Dow Inks New Deal with Victoria, AU

Read MoreHide Full Article

Dow AgroSciences, a wholly owned subsidiary of The Dow Chemical Company , has entered into a new deal with the Victoria Department of Primary Industries in Australia to develop novel plant genetic tools. The new tool will help accelerate the crop yields for farmers in Australia and worldwide.

Per the deal, Dow AgroSciences will work with Agriculture Victoria Services Pty Ltd, the commercial arm of Department of Primary Industries (DPI). The research will be conducted at DPI’s research facilities at Horsham and at a new $230 million Centre for AgriBiosciences, which is currently under construction at Bundoora, Victoria.

The collaboration will be instrumental in developing best crop varieties by deploying transformational technologies. It will also offer tremendous potential to develop new varieties of crops that have improved productivity, agronomic and product quality traits.

Michigan-based Dow is a leading chemical company whose products are used across a broad spectrum of industries. The company posted earnings of 55 cents a share in the second quarter of 2012, missing the Zacks Consensus Estimate of 64 cents and significantly trailing the year-ago earnings of 85 cents. The decline in profits was attributable to weak economic conditions in Europe and soft demand.

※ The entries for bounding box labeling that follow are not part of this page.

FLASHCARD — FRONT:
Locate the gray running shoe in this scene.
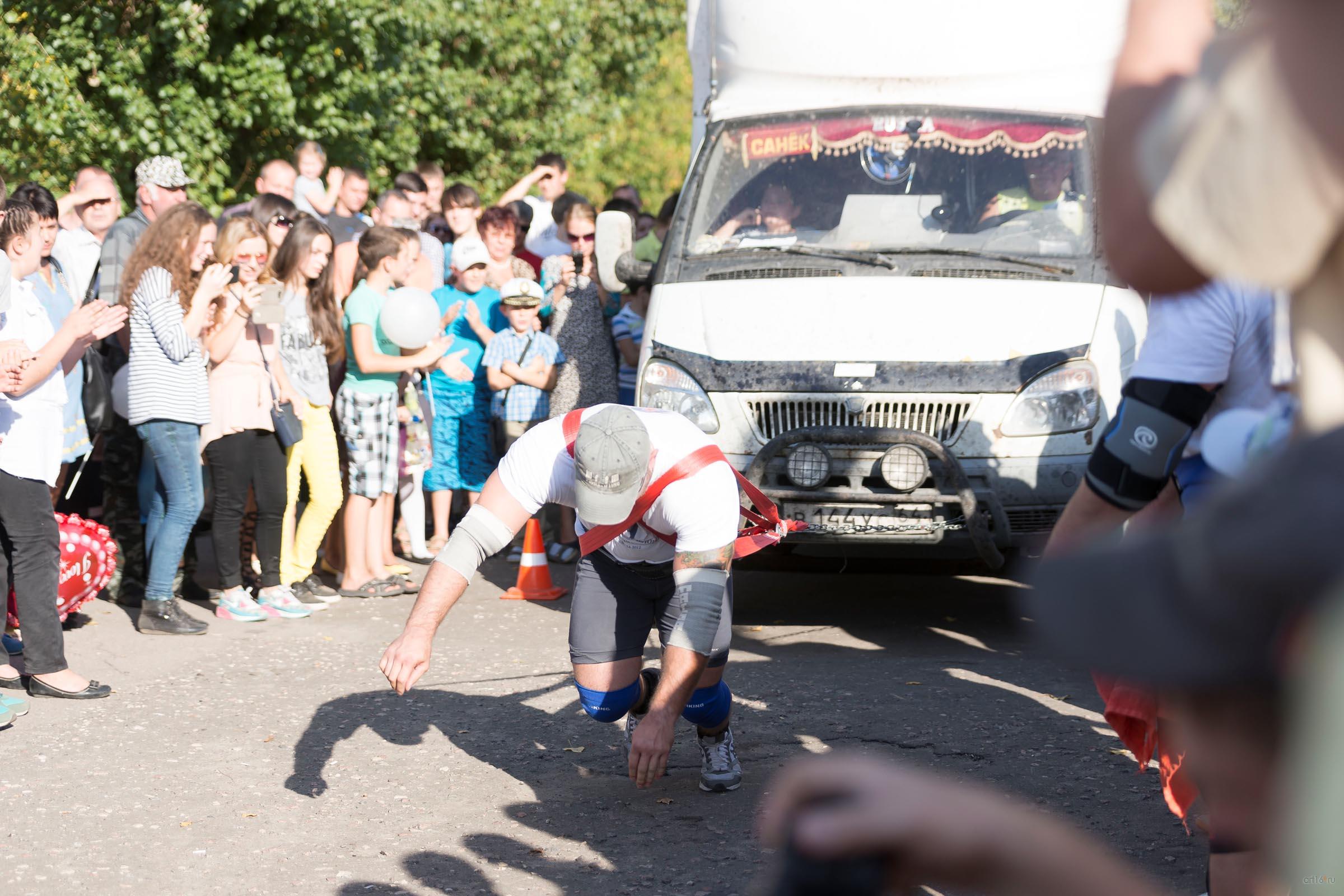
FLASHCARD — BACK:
[696,728,742,794]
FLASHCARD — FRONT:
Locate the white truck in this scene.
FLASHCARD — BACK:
[598,0,1146,568]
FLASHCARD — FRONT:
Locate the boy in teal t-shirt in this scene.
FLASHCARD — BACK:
[424,238,507,551]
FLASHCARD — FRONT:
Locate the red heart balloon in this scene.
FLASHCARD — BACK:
[8,513,117,627]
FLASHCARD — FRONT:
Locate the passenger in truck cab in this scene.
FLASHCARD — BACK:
[713,181,801,247]
[977,152,1074,230]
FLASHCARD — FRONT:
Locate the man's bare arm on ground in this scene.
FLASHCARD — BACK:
[377,472,531,693]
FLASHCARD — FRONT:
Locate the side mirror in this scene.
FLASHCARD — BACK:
[594,211,653,293]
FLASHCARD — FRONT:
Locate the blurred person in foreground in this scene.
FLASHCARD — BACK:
[98,156,196,607]
[1044,281,1293,896]
[1038,0,1344,880]
[51,165,121,302]
[758,752,1166,896]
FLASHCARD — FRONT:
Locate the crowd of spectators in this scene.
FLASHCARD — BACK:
[0,150,675,671]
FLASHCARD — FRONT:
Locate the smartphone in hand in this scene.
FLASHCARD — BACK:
[251,283,285,324]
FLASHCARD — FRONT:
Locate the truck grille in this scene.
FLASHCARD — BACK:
[1005,508,1059,533]
[743,394,973,444]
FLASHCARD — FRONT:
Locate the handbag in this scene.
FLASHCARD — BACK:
[253,324,304,449]
[72,263,115,437]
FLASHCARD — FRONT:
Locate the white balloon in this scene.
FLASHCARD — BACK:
[377,286,440,348]
[111,364,130,418]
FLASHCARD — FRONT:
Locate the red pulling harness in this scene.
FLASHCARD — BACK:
[564,408,806,558]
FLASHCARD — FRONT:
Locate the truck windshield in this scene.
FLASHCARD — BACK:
[685,110,1093,258]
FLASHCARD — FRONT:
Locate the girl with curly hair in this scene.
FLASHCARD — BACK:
[120,203,230,634]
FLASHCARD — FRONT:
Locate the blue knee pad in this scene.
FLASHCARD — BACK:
[574,678,640,721]
[682,681,732,728]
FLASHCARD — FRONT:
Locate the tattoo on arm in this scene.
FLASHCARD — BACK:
[673,544,734,570]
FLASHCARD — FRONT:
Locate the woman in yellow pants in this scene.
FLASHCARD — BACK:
[276,218,346,610]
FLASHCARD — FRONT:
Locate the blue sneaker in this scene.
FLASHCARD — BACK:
[0,694,28,716]
[256,584,313,619]
[215,587,269,622]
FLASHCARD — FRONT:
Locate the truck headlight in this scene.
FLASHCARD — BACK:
[879,445,928,492]
[783,442,830,489]
[640,360,719,432]
[998,361,1101,437]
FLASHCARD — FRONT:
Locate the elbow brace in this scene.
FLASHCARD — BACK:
[1088,379,1216,512]
[668,567,729,657]
[434,504,514,583]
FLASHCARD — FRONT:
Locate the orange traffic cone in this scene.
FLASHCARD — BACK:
[500,517,568,600]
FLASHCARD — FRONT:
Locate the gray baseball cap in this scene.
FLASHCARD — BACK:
[574,404,652,525]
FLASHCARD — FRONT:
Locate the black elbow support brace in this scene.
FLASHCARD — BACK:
[1088,379,1216,511]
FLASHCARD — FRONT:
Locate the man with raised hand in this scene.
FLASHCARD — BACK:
[379,404,742,792]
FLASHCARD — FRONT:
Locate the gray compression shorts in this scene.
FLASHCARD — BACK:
[570,551,732,668]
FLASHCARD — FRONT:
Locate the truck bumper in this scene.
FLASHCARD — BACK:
[732,426,1088,570]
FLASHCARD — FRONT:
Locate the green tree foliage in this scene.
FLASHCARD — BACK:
[0,0,689,208]
[1214,0,1250,28]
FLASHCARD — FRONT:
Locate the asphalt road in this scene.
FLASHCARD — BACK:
[0,562,1204,896]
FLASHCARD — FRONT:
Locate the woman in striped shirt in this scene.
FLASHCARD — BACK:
[121,203,230,634]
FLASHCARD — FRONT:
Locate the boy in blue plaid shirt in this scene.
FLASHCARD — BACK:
[481,277,564,457]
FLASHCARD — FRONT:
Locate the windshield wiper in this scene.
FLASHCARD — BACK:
[874,246,1074,277]
[715,243,900,270]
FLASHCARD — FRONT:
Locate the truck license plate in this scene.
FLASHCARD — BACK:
[785,504,933,525]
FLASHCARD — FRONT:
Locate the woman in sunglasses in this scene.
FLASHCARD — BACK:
[542,202,619,563]
[251,193,298,255]
[200,218,312,622]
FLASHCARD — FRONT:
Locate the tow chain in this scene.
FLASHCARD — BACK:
[785,516,967,535]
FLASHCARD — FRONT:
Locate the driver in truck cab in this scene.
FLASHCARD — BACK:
[707,183,801,249]
[980,152,1074,230]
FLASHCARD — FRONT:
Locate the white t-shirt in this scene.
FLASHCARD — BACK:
[51,227,102,306]
[0,279,66,485]
[498,404,740,563]
[523,196,574,258]
[1130,281,1287,457]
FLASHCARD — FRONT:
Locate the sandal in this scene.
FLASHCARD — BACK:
[336,579,402,598]
[545,542,579,563]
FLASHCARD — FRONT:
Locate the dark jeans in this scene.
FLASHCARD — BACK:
[136,421,206,600]
[206,430,285,589]
[0,470,70,676]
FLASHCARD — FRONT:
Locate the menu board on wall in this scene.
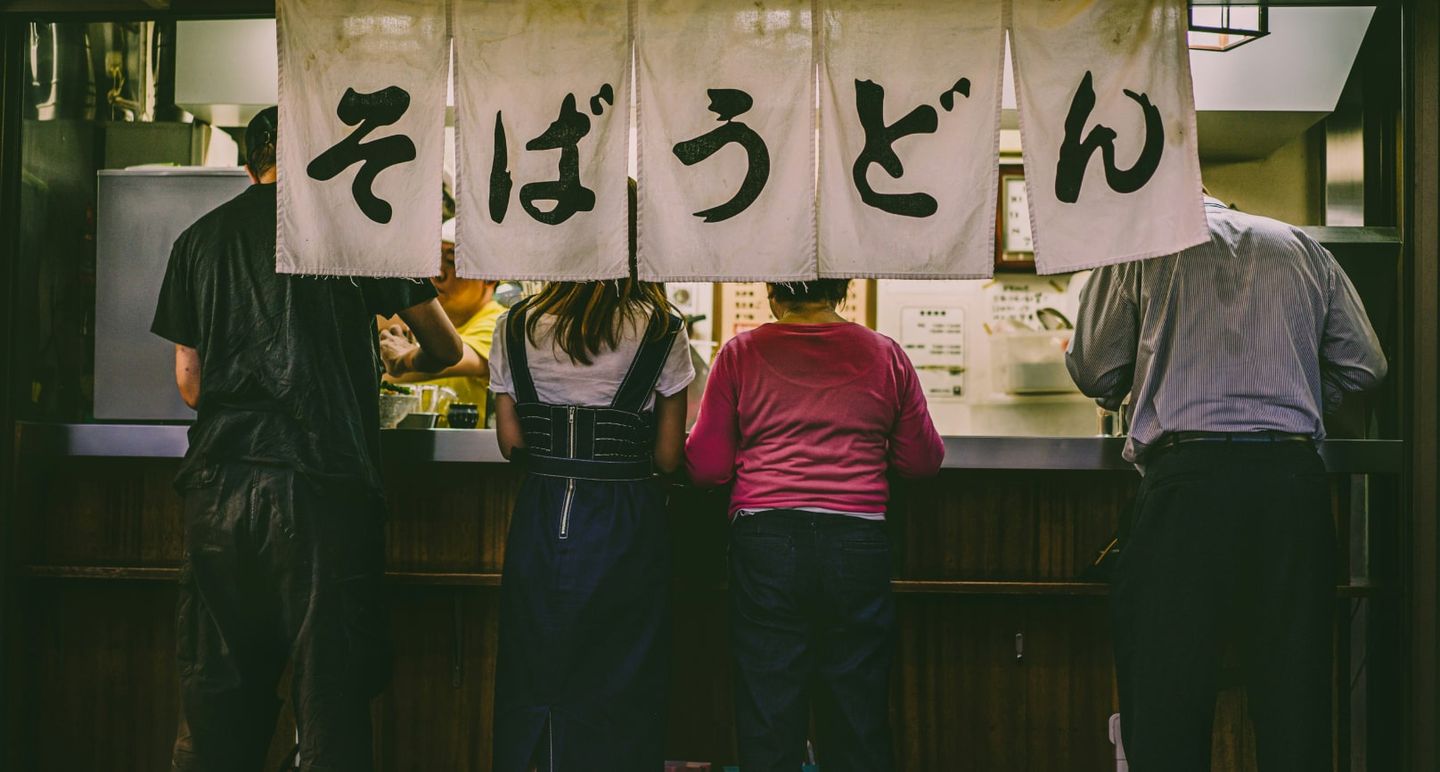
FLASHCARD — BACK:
[900,305,965,399]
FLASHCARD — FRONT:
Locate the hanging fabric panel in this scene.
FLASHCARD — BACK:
[1011,0,1210,274]
[635,0,816,281]
[275,0,449,277]
[819,0,1005,278]
[452,0,631,281]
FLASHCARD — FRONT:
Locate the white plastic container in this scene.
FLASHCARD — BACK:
[991,330,1076,395]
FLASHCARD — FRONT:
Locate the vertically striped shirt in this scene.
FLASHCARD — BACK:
[1067,197,1385,462]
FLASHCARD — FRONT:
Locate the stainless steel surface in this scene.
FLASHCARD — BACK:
[19,422,1405,475]
[1299,225,1400,246]
[95,169,249,421]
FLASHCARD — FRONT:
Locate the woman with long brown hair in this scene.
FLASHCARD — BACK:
[490,278,694,772]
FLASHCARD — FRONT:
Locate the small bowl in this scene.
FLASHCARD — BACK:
[380,392,420,429]
[395,410,441,429]
[448,402,480,429]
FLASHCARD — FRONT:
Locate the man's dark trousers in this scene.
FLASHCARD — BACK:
[1112,441,1336,772]
[174,464,389,772]
[730,510,896,772]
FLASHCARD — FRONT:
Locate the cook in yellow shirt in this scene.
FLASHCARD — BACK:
[380,220,505,418]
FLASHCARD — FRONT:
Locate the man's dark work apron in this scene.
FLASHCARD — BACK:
[494,304,680,772]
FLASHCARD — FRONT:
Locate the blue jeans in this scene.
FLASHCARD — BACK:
[730,510,896,772]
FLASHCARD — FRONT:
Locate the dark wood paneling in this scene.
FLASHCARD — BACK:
[1398,0,1440,772]
[0,458,1365,772]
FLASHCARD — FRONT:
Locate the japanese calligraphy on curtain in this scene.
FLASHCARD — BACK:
[452,0,631,279]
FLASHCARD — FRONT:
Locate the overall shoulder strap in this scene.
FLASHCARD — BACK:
[505,301,540,405]
[611,311,683,413]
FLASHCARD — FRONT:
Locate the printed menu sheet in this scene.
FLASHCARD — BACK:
[900,305,965,399]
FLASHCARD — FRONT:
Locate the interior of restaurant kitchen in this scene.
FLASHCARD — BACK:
[0,0,1440,772]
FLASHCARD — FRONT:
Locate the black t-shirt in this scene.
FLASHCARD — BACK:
[150,184,435,488]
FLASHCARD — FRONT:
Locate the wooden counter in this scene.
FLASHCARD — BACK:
[3,425,1400,772]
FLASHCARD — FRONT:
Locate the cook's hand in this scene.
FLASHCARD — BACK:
[380,328,419,376]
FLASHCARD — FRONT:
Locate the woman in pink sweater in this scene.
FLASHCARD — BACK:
[685,279,945,772]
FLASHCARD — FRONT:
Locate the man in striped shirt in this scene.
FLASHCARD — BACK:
[1067,197,1385,772]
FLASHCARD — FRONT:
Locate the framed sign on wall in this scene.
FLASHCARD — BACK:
[995,164,1035,271]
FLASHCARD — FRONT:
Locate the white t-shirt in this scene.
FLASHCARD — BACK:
[490,313,696,410]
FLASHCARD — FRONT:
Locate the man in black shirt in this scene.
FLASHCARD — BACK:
[151,108,462,772]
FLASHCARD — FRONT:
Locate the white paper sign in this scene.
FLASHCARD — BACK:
[1011,0,1210,274]
[819,0,1005,278]
[635,0,816,281]
[275,0,449,277]
[452,0,631,281]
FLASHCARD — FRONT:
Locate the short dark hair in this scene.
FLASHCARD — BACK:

Revenues tumbled 10% to $14,513 million, lagging the Zacks Consensus Estimate of $15,961 million. Sales fell across all segments except Agricultural Sciences, which recorded double-digit revenue growth in the quarter. Revenues in Europe slid 10%, largely due to unfavorable currency movements.

The Agricultural Sciences segment registered record revenues of $1.7 billion, a 12% rise from the year-ago quarter. Volumes in the segment climbed 10% while prices rose 2%.

Looking ahead, Dow expects lower-than-expected recovery in the global economy in the second half of the year. The company plans to beef up cost reduction and efficiency improvement programs to deal with the challenging macroeconomic environment.

The company faces stiff competition from EI DuPont de Nemours & Co. . Currently, the stock retains a Zacks #3 Rank, which translates into a short-term (1 to 3 months) Hold rating.